I will recommend this book naturally to every member of a Scrum team, but it should provide interesting ideas to every software development project manager or executive.

Reference: Escape Velocity – Better Metrics for Agile Teams, Doc Norton, https://leanpub.com/escapevelocity

Escape Velocity - Better Metrics for Agile Teams

Quotes

Velocity is a poor metric that offers far less value than the angst that results from the perpetual misuse.

In agile software development, velocity is the rate at which a team delivers value to the customer. Value is quantifiable, and we can therefore say it has size. The direction is indicated by the traversal from idea to implementation. A team that completes lots of tasks, but delivers no value to the customer should have a zero velocity. I say “should” because I see an awful lot of teams that measure velocity based on criteria other than value to the customer. Some consider a story done when development is complete. Others are a tad more “mature” and count a story as done when it is ready to go to production.
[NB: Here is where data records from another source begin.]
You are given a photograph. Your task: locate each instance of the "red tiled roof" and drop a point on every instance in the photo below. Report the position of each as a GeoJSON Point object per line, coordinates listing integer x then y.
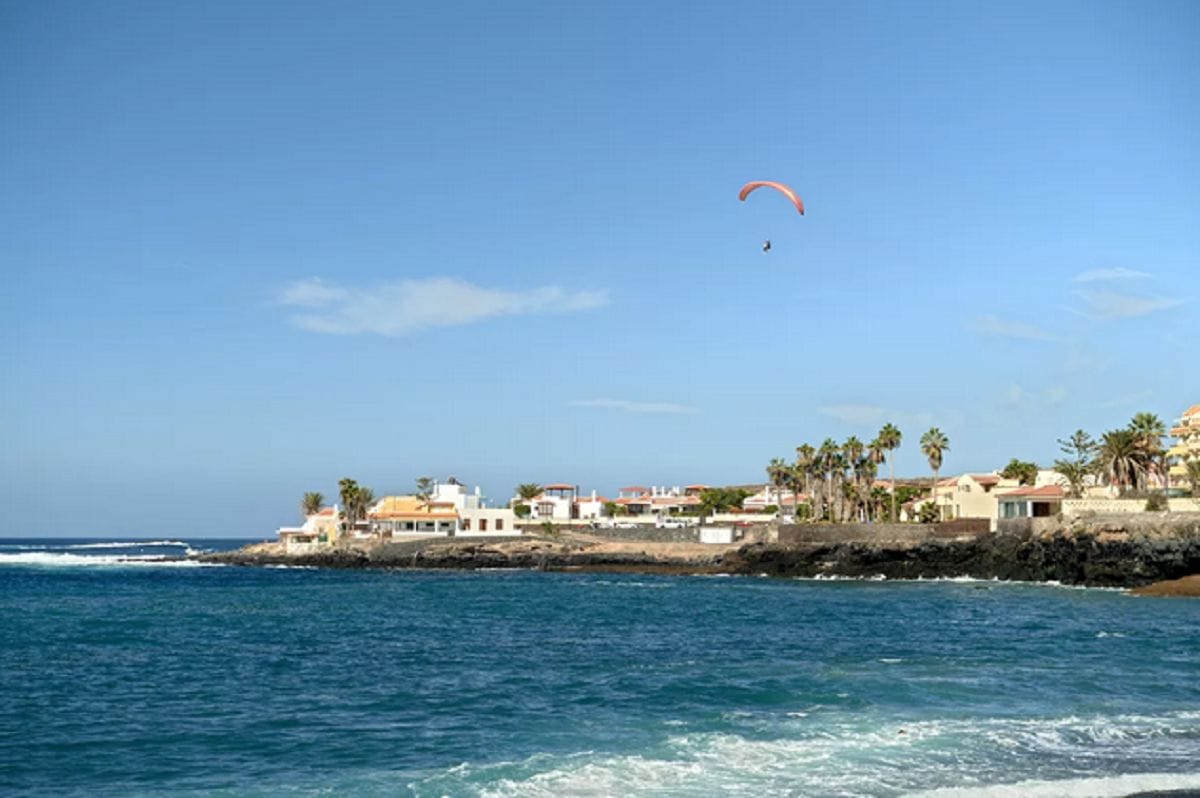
{"type": "Point", "coordinates": [1044, 492]}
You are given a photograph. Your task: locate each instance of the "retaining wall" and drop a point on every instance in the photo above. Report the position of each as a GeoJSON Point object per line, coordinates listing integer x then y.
{"type": "Point", "coordinates": [880, 533]}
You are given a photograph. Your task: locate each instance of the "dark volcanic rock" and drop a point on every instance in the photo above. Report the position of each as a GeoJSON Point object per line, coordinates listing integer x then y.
{"type": "Point", "coordinates": [1066, 556]}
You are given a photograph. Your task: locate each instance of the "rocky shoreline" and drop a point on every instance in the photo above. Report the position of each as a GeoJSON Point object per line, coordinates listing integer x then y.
{"type": "Point", "coordinates": [1109, 552]}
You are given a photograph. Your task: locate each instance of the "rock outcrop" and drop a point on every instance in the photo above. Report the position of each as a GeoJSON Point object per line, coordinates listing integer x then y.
{"type": "Point", "coordinates": [1119, 551]}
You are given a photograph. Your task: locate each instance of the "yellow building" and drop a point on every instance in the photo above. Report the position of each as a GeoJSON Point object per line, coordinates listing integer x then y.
{"type": "Point", "coordinates": [396, 515]}
{"type": "Point", "coordinates": [1187, 443]}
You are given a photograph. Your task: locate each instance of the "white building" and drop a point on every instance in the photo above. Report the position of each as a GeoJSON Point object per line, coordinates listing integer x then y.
{"type": "Point", "coordinates": [450, 510]}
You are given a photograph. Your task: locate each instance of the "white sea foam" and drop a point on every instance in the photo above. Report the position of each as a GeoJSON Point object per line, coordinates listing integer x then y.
{"type": "Point", "coordinates": [1091, 787]}
{"type": "Point", "coordinates": [130, 544]}
{"type": "Point", "coordinates": [934, 757]}
{"type": "Point", "coordinates": [61, 559]}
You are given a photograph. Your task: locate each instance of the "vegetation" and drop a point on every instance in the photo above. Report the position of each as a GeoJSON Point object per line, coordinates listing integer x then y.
{"type": "Point", "coordinates": [526, 493]}
{"type": "Point", "coordinates": [355, 501]}
{"type": "Point", "coordinates": [889, 441]}
{"type": "Point", "coordinates": [1193, 468]}
{"type": "Point", "coordinates": [311, 504]}
{"type": "Point", "coordinates": [934, 444]}
{"type": "Point", "coordinates": [1077, 466]}
{"type": "Point", "coordinates": [837, 479]}
{"type": "Point", "coordinates": [1025, 473]}
{"type": "Point", "coordinates": [425, 490]}
{"type": "Point", "coordinates": [721, 499]}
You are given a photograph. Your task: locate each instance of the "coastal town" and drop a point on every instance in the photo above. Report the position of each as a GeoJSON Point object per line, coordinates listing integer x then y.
{"type": "Point", "coordinates": [1140, 468]}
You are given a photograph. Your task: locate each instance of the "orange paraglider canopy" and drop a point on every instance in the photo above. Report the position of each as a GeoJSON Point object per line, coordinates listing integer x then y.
{"type": "Point", "coordinates": [778, 186]}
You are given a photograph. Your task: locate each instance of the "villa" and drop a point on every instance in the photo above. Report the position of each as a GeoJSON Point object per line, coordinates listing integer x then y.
{"type": "Point", "coordinates": [637, 499]}
{"type": "Point", "coordinates": [318, 529]}
{"type": "Point", "coordinates": [1032, 502]}
{"type": "Point", "coordinates": [1187, 444]}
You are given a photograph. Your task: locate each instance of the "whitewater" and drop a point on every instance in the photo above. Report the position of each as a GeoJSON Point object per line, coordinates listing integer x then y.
{"type": "Point", "coordinates": [129, 671]}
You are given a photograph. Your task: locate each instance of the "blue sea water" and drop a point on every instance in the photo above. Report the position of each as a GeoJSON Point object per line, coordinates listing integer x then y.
{"type": "Point", "coordinates": [126, 671]}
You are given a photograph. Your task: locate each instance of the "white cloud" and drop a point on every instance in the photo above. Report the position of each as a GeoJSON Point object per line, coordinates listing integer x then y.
{"type": "Point", "coordinates": [1017, 395]}
{"type": "Point", "coordinates": [991, 324]}
{"type": "Point", "coordinates": [1097, 275]}
{"type": "Point", "coordinates": [1113, 305]}
{"type": "Point", "coordinates": [625, 406]}
{"type": "Point", "coordinates": [405, 306]}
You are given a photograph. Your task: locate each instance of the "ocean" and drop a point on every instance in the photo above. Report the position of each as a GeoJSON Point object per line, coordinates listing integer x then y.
{"type": "Point", "coordinates": [126, 671]}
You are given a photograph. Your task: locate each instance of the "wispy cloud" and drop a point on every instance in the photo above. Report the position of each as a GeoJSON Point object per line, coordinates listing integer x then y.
{"type": "Point", "coordinates": [870, 415]}
{"type": "Point", "coordinates": [991, 324]}
{"type": "Point", "coordinates": [406, 306]}
{"type": "Point", "coordinates": [1099, 275]}
{"type": "Point", "coordinates": [625, 406]}
{"type": "Point", "coordinates": [1109, 305]}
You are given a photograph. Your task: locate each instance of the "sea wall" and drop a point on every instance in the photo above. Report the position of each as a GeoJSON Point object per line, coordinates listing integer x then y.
{"type": "Point", "coordinates": [1079, 508]}
{"type": "Point", "coordinates": [1104, 551]}
{"type": "Point", "coordinates": [791, 534]}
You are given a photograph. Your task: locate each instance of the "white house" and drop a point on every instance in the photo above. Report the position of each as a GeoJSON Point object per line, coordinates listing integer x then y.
{"type": "Point", "coordinates": [318, 529]}
{"type": "Point", "coordinates": [450, 510]}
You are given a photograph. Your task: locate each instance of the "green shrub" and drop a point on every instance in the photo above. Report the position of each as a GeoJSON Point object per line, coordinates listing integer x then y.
{"type": "Point", "coordinates": [929, 513]}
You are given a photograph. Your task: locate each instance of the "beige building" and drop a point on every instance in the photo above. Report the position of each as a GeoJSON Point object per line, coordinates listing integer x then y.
{"type": "Point", "coordinates": [1187, 444]}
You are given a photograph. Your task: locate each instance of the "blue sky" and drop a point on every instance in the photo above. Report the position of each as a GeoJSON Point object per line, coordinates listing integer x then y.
{"type": "Point", "coordinates": [252, 247]}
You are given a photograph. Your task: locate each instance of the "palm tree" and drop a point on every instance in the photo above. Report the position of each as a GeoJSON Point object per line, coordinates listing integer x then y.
{"type": "Point", "coordinates": [889, 438]}
{"type": "Point", "coordinates": [805, 460]}
{"type": "Point", "coordinates": [1120, 459]}
{"type": "Point", "coordinates": [934, 444]}
{"type": "Point", "coordinates": [311, 504]}
{"type": "Point", "coordinates": [826, 461]}
{"type": "Point", "coordinates": [777, 472]}
{"type": "Point", "coordinates": [425, 490]}
{"type": "Point", "coordinates": [1150, 430]}
{"type": "Point", "coordinates": [527, 492]}
{"type": "Point", "coordinates": [1193, 468]}
{"type": "Point", "coordinates": [348, 490]}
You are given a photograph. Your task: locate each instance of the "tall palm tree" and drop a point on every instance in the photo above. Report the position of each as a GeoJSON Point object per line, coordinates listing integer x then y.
{"type": "Point", "coordinates": [805, 459]}
{"type": "Point", "coordinates": [311, 504]}
{"type": "Point", "coordinates": [827, 457]}
{"type": "Point", "coordinates": [1150, 430]}
{"type": "Point", "coordinates": [1120, 459]}
{"type": "Point", "coordinates": [934, 444]}
{"type": "Point", "coordinates": [777, 474]}
{"type": "Point", "coordinates": [527, 492]}
{"type": "Point", "coordinates": [889, 438]}
{"type": "Point", "coordinates": [348, 490]}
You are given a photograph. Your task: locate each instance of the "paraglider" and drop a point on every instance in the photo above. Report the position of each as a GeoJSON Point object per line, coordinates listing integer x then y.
{"type": "Point", "coordinates": [778, 186]}
{"type": "Point", "coordinates": [747, 190]}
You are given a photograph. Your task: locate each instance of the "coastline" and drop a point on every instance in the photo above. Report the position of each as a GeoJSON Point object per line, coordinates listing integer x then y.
{"type": "Point", "coordinates": [1097, 552]}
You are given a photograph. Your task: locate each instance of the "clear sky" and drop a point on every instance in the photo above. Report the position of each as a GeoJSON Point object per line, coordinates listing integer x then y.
{"type": "Point", "coordinates": [252, 247]}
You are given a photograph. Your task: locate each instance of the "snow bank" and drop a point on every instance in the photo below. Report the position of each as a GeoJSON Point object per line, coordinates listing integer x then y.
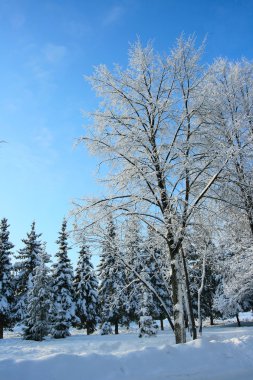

Not actually in production, mind you; that takes weeks – what with manual testing requirements and change control procedures and getting into queue for the operations team… And some teams consider a story complete once it is actually in production. But even that assumes value to the customer. What if you didn’t count a story as done until customers were actually using it and liked it? If velocity is the rate at which we deliver value to the customer, wouldn’t a true measure of velocity include verification of value delivery?

Leaders (and teams) attempt to achieve velocity increases in numerous ways. Most, as you can imagine, have unintended side effects on the teams and none significantly improve the actual flow/delivery of value to their customers. Here we explore a few ways teams might be encouraged to increase their velocity. Unfortunately, no matter how well intentioned, using such techniques still has a negative impact.

If you have to estimate (you probably don’t), then I recommend you use a reference story. Identify a story that the entire team can agree is 1 point. Identify a second story that the entire team can agree is 5 points. When you are estimating, keep these stories in mind and attempt to estimate all others relative to them. Then, at the end of the estimating session, compare the stories to one another and your reference models. Do the points still feel right? Compare the stories to random selections from prior iterations? Do the points still feel right? If not, make adjustments to your new estimates as necessary.

Most teams I work with have three distinct roles; BA, Developer, and QA. Most teams I work with have three distinct phases of their work; gather requirements, build, verify. Even on agile teams, these separations exist. There are clear delineations in the process and clear segregation of responsibilities. But this segregation is a contributor to erratic velocity. How many “agile” teams do you know of where the BA group is an iteration ahead of the developers who are an iteration ahead of QA, leaving us with a three-iteration cycle time and significant lag in our feedback loops between the groups? Tighten the loops. Get people working together in not only close proximity, but close time-frame. Involve the developers and QA in the formation of requirements. Push QA to the front and automate, automate, automate. Don’t let manual testing be a bottleneck. Start development before you’ve polished the requirements. And don’t wait until the end to test it all comprehensively.